In his book, Tanis writes that the original Hebrew meaning of Adam is the genderless earth creature. "It wasn't intended to mean a biological male," Tanis said. "Adam is too lonely to live on his/her/its own and required God to make another being to keep Adam company. So the root of our genderedness arises in our need for companionship. But that's not the same as saying God only intended for there to be two genders."

And if one reads the Bible closely, Tanis argues, Christians should be the first to embrace people who are neither male nor female, but exist somewhere else along the gender continuum. Consider the eunuchs, whom many transgenderists look to as their biblical forerunners. Without working genitals, eunuchs were certainly not men, but they weren't women either.

"There are eunuchs who have been so from birth, and there are eunuchs who have been made eunuchs by others, and there are eunuchs who have made themselves eunuchs for the kingdom of heaven," Jesus said in the Gospel according to Matthew. "Let anyone accept this who can."

As with queers who view their own coming-out as a religious experience, Tanis' transition from female to male served only to reinforce his own faith. "Perhaps God created me as trans because I was spiritually intended to grow up as a girl child and experience what that means and then experience life as a man," he said. "What if that is my spiritual path? Jesus' level of acceptance models for us how we might deal with people who have gender differences."

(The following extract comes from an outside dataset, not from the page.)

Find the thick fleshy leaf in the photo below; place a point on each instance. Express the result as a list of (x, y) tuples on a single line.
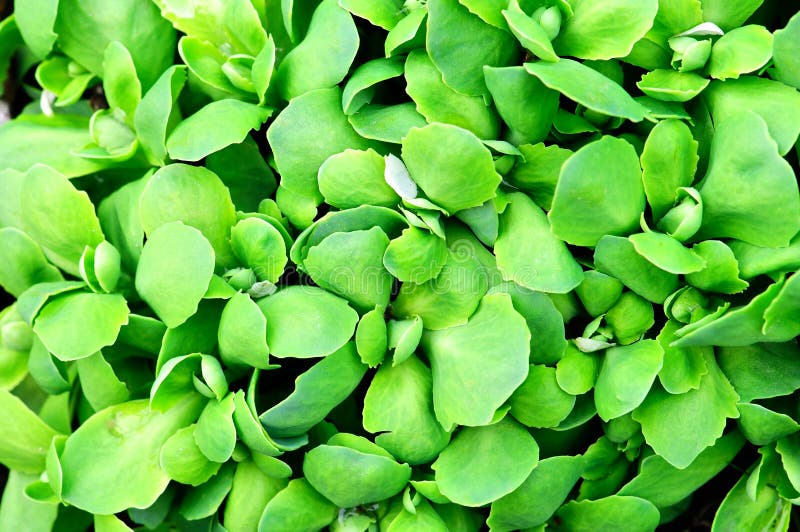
[(58, 217), (742, 153), (438, 102), (680, 439), (354, 178), (297, 507), (323, 57), (468, 476), (529, 254), (776, 103), (626, 375), (415, 256), (338, 374), (398, 405), (538, 498), (740, 51), (477, 366), (662, 175), (616, 512), (596, 30), (539, 401), (194, 196), (461, 44), (587, 204), (451, 166), (307, 322), (84, 27), (588, 87), (213, 127), (111, 462), (379, 476), (351, 265), (666, 485), (174, 271), (512, 88), (79, 324)]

But the idea of transgenderists in the church meets resistance even within the small community of queer theologians. With gay rights activists stressing the emerging evidence that suggests a fixed biological basis for sexual orientation, the idea of people sliding up and down the gender scale seems to contradict that very idea.

"There's a lot about it that really does short-circuit my brain and scramble my thinking," Johnson admitted when asked about the subject. "I think that it's a good thing. It keeps us on our toes. But I do have a hard time wrapping my head around some of this stuff."

Even within the transgender religious community, there are those who don't believe transgenderists belong in the church. One of them is Gabriel Hermelin, who came to Starr King, the Unitarian Universalist seminary within the Graduate Theological Union. Hermelin entered the seminary to grapple with Christian faith. Eighteen months later, Hermelin is now a self-professed "nontheist."

"It doesn't matter to me whether ... there's proof that the eunuch of yesterday is the transsexual, or transgender of today," Hermelin said during an interview in the school's wood-lined cafeteria. "I think that we'll find whatever we want to find. Each marginalized group tries to bolster or justify their position using the same thing that's used against them."

Hermelin was born female and looks like a woman today. She wears her brown hair short, and dresses casually in leather sandals, shorts, and flannel shirts. But it's her eyes that one remembers. Clear blue, the irises ringed by golden flecks, they bear all the intensity of a mystic. Hermelin has never undergone surgery and has no plans to; nonetheless she considers herself transgender, somewhere outside traditional distinctions of male and female.